Drinking water from groundwater systems can be affected by naturally occurring contaminants, such as radon, uranium, and arsenic, as well as such man-made compounds as fertilizers and solvents, according to the news release.
In the Central Valley aquifer near Modesto, Calif., the USGS study found that agricultural and urban development enabled uranium to enter the upper part of the aquifer and drain into the lower part when it’s not pumping. As a result, well managers have changed their pumping schedule, which has reduced the amount of contaminated water pumped from the well, the news release says.
The glacial aquifer system in Woodbury, Conn., included “young” groundwater, which was vulnerable to contamination from man-made compounds. Dry wells in the area were used to capture stormwater runoff and reroute it directly into the aquifer, eliminating the filtration of some contaminants by the soil.
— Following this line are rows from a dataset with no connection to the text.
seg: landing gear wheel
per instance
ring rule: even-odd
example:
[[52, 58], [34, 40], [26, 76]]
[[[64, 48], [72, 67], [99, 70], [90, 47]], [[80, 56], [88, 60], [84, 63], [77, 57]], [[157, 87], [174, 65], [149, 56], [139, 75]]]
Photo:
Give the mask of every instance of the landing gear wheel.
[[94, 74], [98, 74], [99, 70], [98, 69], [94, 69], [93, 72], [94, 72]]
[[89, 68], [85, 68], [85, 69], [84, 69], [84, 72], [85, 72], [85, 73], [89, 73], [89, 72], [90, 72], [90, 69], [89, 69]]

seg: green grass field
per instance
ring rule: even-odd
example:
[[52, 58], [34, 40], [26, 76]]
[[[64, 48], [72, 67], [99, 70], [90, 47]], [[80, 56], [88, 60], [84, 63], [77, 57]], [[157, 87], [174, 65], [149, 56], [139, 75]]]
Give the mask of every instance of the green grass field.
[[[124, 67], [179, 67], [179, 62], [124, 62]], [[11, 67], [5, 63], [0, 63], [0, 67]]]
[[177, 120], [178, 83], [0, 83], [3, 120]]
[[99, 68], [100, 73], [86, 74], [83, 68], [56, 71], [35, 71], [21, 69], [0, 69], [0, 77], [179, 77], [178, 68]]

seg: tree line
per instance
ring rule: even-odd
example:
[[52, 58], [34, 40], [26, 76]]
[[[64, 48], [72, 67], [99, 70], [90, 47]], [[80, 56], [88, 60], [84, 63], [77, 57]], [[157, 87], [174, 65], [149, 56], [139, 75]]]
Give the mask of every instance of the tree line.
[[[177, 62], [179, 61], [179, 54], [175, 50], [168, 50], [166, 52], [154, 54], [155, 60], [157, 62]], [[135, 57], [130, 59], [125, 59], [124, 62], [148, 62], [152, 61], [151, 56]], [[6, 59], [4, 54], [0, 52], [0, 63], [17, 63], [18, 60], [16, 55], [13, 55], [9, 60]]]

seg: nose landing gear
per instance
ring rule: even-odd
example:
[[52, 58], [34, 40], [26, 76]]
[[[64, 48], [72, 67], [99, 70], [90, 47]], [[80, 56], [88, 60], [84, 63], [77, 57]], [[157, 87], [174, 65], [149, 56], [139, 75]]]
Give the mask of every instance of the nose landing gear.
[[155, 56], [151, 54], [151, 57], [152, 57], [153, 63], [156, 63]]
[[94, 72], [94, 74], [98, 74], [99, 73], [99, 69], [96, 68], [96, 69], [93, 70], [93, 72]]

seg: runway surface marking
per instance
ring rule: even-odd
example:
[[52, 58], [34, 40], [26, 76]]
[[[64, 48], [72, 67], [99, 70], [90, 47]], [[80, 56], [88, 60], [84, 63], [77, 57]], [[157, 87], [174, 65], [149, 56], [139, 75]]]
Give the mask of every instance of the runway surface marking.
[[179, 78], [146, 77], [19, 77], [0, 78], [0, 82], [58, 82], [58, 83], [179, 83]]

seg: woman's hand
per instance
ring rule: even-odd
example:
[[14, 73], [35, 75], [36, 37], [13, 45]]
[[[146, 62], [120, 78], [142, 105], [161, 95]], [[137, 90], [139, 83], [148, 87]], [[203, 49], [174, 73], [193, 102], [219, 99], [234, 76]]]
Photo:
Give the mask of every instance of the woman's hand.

Irrigation wells in the High Plains Aquifer, near York, Neb., were found to enable water containing nitrate and volatile organic compounds to leak down from an overlaying shallow aquifer into the aquifer that serves as drinking water source for the area’s public-supply well.
A large percentage of young water and contaminants from a shallow sand aquifer in the system near Tampa, Fla., were found to travel along natural conduits until reaching a supply well that reaches down into a lower rock aquifer that serves as a source of drinking water. Because of the natural conduits, the supply well is vulnerable to man-made contaminants in the upper aquifer, and the mixing of water from the two aquifers caused arsenic concentrations to increase in water reaching the supply well, according to the news release.